NEW YORK -- Although there were plenty of black-clad attendees sipping gratis wine -- and one briefcase-toting man wearing a winged, silver lamé coat -- no art was on view at the reception for multimedia artist Jody Elff's latest installation at Manhattan's Moving Image Gallery on Thursday night.
What drew the crowd was the promise they would provide data for Elff's real-time sound sculpture.
Elff orchestrated the piece, titled "Re.Sound," via a Macintosh G4 tower placed behind mysterious black curtains. Using Max, a graphical programming environment for music and media applications, he allowed the G4 to autonomously translate the ambient noise generated by movement and sound into musical responses.

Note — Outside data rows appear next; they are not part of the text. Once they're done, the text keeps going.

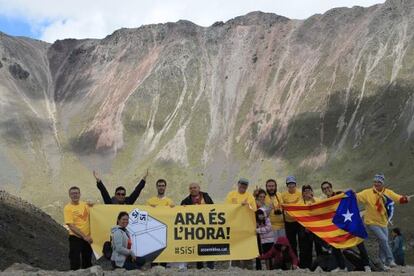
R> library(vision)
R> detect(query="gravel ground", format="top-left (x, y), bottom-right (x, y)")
top-left (0, 264), bottom-right (414, 276)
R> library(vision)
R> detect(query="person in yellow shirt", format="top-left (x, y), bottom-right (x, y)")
top-left (147, 179), bottom-right (174, 267)
top-left (147, 179), bottom-right (174, 207)
top-left (299, 185), bottom-right (322, 269)
top-left (225, 178), bottom-right (257, 268)
top-left (63, 187), bottom-right (93, 270)
top-left (281, 175), bottom-right (302, 256)
top-left (357, 174), bottom-right (410, 269)
top-left (226, 178), bottom-right (257, 212)
top-left (265, 179), bottom-right (286, 241)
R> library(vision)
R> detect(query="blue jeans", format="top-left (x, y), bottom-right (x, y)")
top-left (367, 225), bottom-right (394, 265)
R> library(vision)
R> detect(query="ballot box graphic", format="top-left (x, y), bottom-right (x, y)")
top-left (127, 209), bottom-right (167, 261)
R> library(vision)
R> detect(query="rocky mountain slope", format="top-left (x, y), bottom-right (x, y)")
top-left (0, 0), bottom-right (414, 227)
top-left (0, 191), bottom-right (69, 271)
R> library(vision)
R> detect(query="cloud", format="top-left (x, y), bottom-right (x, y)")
top-left (0, 0), bottom-right (384, 42)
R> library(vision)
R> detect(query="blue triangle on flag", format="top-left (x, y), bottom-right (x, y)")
top-left (332, 190), bottom-right (368, 239)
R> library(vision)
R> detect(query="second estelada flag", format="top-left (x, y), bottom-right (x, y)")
top-left (283, 190), bottom-right (368, 248)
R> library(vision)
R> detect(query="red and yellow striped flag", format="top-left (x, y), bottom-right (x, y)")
top-left (283, 193), bottom-right (365, 248)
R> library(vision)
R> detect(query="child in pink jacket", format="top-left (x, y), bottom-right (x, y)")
top-left (256, 208), bottom-right (274, 270)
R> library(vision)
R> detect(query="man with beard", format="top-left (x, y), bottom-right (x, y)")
top-left (357, 174), bottom-right (410, 269)
top-left (265, 179), bottom-right (286, 240)
top-left (181, 183), bottom-right (214, 269)
top-left (147, 179), bottom-right (174, 207)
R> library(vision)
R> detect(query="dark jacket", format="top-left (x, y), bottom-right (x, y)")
top-left (181, 192), bottom-right (214, 205)
top-left (96, 179), bottom-right (145, 205)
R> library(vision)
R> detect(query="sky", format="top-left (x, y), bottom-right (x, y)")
top-left (0, 0), bottom-right (384, 43)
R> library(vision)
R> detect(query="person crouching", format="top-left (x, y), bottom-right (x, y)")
top-left (111, 212), bottom-right (138, 270)
top-left (259, 237), bottom-right (298, 270)
top-left (256, 208), bottom-right (274, 270)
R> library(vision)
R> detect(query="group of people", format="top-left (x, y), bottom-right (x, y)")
top-left (64, 170), bottom-right (410, 271)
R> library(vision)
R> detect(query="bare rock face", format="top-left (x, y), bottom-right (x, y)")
top-left (0, 0), bottom-right (414, 231)
top-left (0, 191), bottom-right (69, 272)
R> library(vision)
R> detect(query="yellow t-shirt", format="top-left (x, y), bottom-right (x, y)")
top-left (226, 191), bottom-right (257, 212)
top-left (147, 196), bottom-right (174, 206)
top-left (357, 188), bottom-right (402, 227)
top-left (281, 189), bottom-right (302, 222)
top-left (63, 201), bottom-right (90, 236)
top-left (265, 192), bottom-right (285, 230)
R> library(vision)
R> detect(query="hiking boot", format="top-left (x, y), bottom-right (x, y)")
top-left (364, 265), bottom-right (371, 272)
top-left (383, 265), bottom-right (391, 271)
top-left (388, 261), bottom-right (397, 267)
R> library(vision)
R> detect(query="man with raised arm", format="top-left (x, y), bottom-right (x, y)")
top-left (147, 179), bottom-right (174, 207)
top-left (226, 178), bottom-right (257, 212)
top-left (181, 183), bottom-right (214, 269)
top-left (357, 174), bottom-right (410, 269)
top-left (321, 181), bottom-right (371, 272)
top-left (93, 169), bottom-right (148, 205)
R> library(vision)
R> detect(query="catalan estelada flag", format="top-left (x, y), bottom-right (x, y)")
top-left (283, 190), bottom-right (368, 248)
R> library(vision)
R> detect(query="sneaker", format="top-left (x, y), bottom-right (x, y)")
top-left (330, 267), bottom-right (348, 273)
top-left (388, 261), bottom-right (397, 267)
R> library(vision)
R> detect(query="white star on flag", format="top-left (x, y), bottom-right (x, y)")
top-left (342, 209), bottom-right (354, 222)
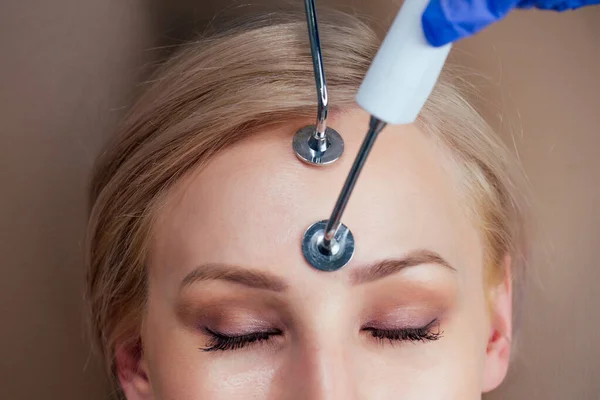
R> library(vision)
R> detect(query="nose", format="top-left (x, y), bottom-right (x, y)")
top-left (279, 341), bottom-right (361, 400)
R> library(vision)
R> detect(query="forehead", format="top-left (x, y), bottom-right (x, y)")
top-left (152, 111), bottom-right (480, 278)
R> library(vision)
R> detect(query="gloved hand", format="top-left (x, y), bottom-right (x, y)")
top-left (422, 0), bottom-right (600, 47)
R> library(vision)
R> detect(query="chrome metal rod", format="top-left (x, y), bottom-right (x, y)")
top-left (304, 0), bottom-right (329, 141)
top-left (321, 117), bottom-right (386, 250)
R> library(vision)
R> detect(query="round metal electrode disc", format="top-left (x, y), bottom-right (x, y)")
top-left (302, 220), bottom-right (354, 272)
top-left (292, 125), bottom-right (344, 165)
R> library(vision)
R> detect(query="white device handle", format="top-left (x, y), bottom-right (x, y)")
top-left (356, 0), bottom-right (452, 124)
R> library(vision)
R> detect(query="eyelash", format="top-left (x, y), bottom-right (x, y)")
top-left (202, 328), bottom-right (283, 351)
top-left (201, 319), bottom-right (442, 351)
top-left (362, 318), bottom-right (443, 344)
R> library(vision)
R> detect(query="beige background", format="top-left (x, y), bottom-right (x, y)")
top-left (0, 0), bottom-right (600, 400)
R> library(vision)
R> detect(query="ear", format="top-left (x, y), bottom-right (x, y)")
top-left (483, 256), bottom-right (512, 393)
top-left (115, 341), bottom-right (154, 400)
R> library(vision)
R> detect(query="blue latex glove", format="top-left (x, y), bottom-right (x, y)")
top-left (422, 0), bottom-right (600, 47)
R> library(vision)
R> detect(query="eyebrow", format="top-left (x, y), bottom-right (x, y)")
top-left (181, 264), bottom-right (288, 292)
top-left (180, 250), bottom-right (456, 292)
top-left (350, 250), bottom-right (456, 285)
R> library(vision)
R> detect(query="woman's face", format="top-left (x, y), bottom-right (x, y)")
top-left (117, 111), bottom-right (510, 400)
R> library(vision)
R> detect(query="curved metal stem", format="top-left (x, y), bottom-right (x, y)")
top-left (321, 117), bottom-right (386, 250)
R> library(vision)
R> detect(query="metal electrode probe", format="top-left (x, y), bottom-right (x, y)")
top-left (302, 0), bottom-right (451, 271)
top-left (293, 0), bottom-right (344, 165)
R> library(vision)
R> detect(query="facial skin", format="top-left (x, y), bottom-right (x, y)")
top-left (116, 111), bottom-right (511, 400)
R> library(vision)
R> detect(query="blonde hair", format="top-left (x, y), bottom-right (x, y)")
top-left (86, 9), bottom-right (526, 378)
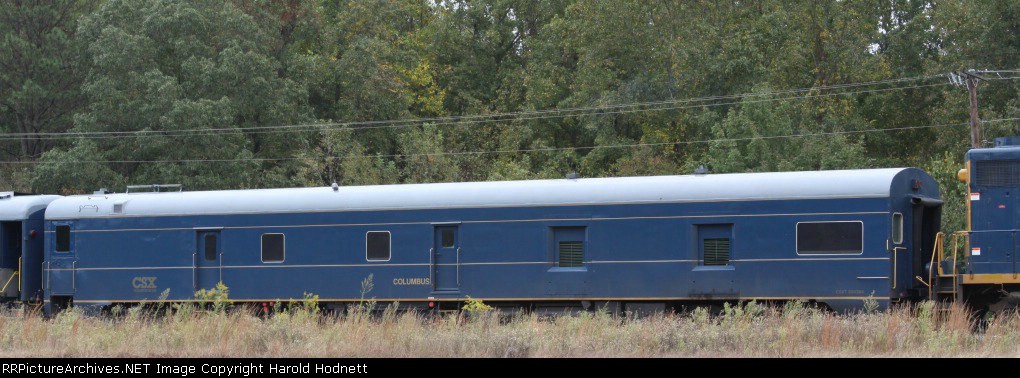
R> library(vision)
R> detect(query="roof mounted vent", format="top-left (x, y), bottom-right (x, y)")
top-left (996, 136), bottom-right (1020, 148)
top-left (124, 183), bottom-right (185, 194)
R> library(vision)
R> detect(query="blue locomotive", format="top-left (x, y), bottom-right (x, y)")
top-left (0, 168), bottom-right (941, 312)
top-left (950, 137), bottom-right (1020, 311)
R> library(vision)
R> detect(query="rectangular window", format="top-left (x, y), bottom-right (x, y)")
top-left (205, 233), bottom-right (217, 261)
top-left (698, 224), bottom-right (733, 266)
top-left (559, 241), bottom-right (584, 268)
top-left (974, 160), bottom-right (1020, 186)
top-left (261, 233), bottom-right (287, 263)
top-left (702, 237), bottom-right (729, 266)
top-left (365, 231), bottom-right (389, 261)
top-left (442, 229), bottom-right (455, 248)
top-left (893, 213), bottom-right (903, 245)
top-left (56, 225), bottom-right (70, 252)
top-left (553, 227), bottom-right (585, 268)
top-left (797, 221), bottom-right (864, 255)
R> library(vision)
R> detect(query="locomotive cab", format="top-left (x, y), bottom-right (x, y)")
top-left (0, 192), bottom-right (59, 302)
top-left (959, 137), bottom-right (1020, 311)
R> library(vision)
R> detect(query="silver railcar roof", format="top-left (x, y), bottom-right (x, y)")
top-left (46, 168), bottom-right (911, 219)
top-left (0, 195), bottom-right (60, 221)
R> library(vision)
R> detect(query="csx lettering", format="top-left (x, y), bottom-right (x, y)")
top-left (131, 277), bottom-right (156, 288)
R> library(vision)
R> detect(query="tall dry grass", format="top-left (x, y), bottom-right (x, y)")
top-left (0, 303), bottom-right (1020, 357)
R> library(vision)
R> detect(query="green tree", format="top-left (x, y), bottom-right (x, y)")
top-left (0, 0), bottom-right (93, 160)
top-left (34, 1), bottom-right (310, 193)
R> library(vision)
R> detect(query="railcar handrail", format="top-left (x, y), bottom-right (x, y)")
top-left (124, 183), bottom-right (185, 194)
top-left (0, 270), bottom-right (21, 293)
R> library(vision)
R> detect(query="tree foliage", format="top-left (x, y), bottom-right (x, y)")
top-left (0, 0), bottom-right (1020, 232)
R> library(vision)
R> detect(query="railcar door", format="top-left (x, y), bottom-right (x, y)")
top-left (192, 229), bottom-right (223, 291)
top-left (43, 222), bottom-right (78, 296)
top-left (432, 225), bottom-right (460, 291)
top-left (0, 222), bottom-right (21, 299)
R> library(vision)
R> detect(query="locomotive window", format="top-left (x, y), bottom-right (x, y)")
top-left (205, 233), bottom-right (218, 261)
top-left (261, 233), bottom-right (287, 263)
top-left (893, 213), bottom-right (903, 245)
top-left (365, 231), bottom-right (389, 261)
top-left (974, 160), bottom-right (1020, 186)
top-left (57, 225), bottom-right (70, 252)
top-left (797, 221), bottom-right (864, 255)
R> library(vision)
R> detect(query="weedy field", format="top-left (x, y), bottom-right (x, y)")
top-left (0, 303), bottom-right (1020, 357)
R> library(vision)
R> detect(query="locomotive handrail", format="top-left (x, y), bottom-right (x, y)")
top-left (918, 232), bottom-right (946, 300)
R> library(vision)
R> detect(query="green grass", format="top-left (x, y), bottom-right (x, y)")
top-left (0, 303), bottom-right (1020, 357)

The result: a witty, spontaneous interpretation of the self-conscious social dynamics of a New York City art opening. Gallery openings are often conceived of as intimidating, see-and-be-seen events.
Elff's ever-changing sound sculpture, to be featured through Jan. 31, addresses our collective indifference toward music. It also provides a forum in which artists and critics can express their views on conceptual media art -- particularly those that center on sound and music.
Elff feels music has grown so increasingly ubiquitous, from jingles on TV to Muzak in elevators, that we've grown immune to its effects. In fact, at the opening, Elff often disappeared behind the black curtains to jack up the volume.
"I don't want anyone to start ignoring the sound sculpture," said Elff. "If people think they're here for a social event, they're missing the point."
The energy in the high-ceilinged gallery was palpable as microphones picked up noise that, when compressed, triggered corresponding sound files stored on the computer's hard drive.
Low sub-tones throbbed from large concert-quality speakers as people mingled. The deep sounds swelled loudly as more attendees arrived -- making each entrance theatrical and causing the floor to vibrate slightly.
The digitized sound of piano keys and conversation tinkled from small, wall-mounted speakers, as in a well-timed soundtrack.
And two real cymbals, the only physical instruments utilized in the production, sounded without ever being struck.
Signals from software engines flowed to a simple software oscillator, generating a tone below the range of human hearing. The tone was slowly fed to tiny speakers mounted against each cymbal -- hung on ceiling lights -- causing the cymbals to shake as if possessed.
A colorful projection of a digital spectrograph -- a standard imaging tool that measures frequency analysis -- was cast onto the gallery's floor. A last-minute decision by Elff, the image served as a reminder to attendees that the musical responses were live.
Elff seemed slightly disappointed that one of his speakers blew right before the event started.
"Equipment failure is a risk with multimedia art," he said with a sigh. "That's reality."
Some audience members were surprised by the elegance of the unique piece, a far cry from the sometimes chaotic, audience-participatory events known as "happenings" held in the 1960s by artists such as Allan Kaprow.
Elff's piece also represents a departure from more recent, artist-centered performances like those by Atau Tanaka, a well-respected Japanese musician/artist who creates MIDI music that interprets his body's internal sounds.
"I assumed Elff's sounds would be more random," said Rich Deas, an art director at Scholastic. "I didn't expect to hear a piano that was on a beat. I thought this would be an obscure rambling. This is better."
Others were disappointed that the piece wasn't more cutting edge.
"The sound seems imposed, rather than an interpretation of what's going on," said Daniel Aycock, director of The Front Room, a Williamsburg, Brooklyn gallery that shows conceptual media art. "A lot of artists are working with sound. This doesn't seem so experimental."
Indeed, about half the artists in the Whitney Museum of American Art's upcoming "BitStreams" show, one of the art world's first major exhibitions to showcase work made with new digital tools, are sound artists.
And venues like the New Museum's Media Z Lounge, Manhattan's first institutional gallery dedicated to media art, regularly feature events like John Kilma's recent public performance of "glasbead," a musical interface he initially created for the Web.
"Sound may be more easy for curators to identify with," said Michelle Thursz, director and founder of Moving Image Gallery, which opened in late 1999 and is dedicated to showing only new media art.
"Musicians like John Cage laid down the road decades ago for an art context. Sound is something that broader audiences will accept and identify with in a gallery, unlike Web art."
Others believe the use of sound by digital artists like Elff signifies more than a trend.
"I wouldn't say it's a trend. New media tends to blur the boundaries between various genres: Visual artists make music, architects make websites, engineers become performance artists," said Mark Tribe, founder of the nonprofit new media art organization and website Rhizome.org.
"Some of the best sound is being done by these genre-bending visual art renegades. It just goes to show that what counts these days is not mastery (but) innovation and fresh perspectives," said Tribe.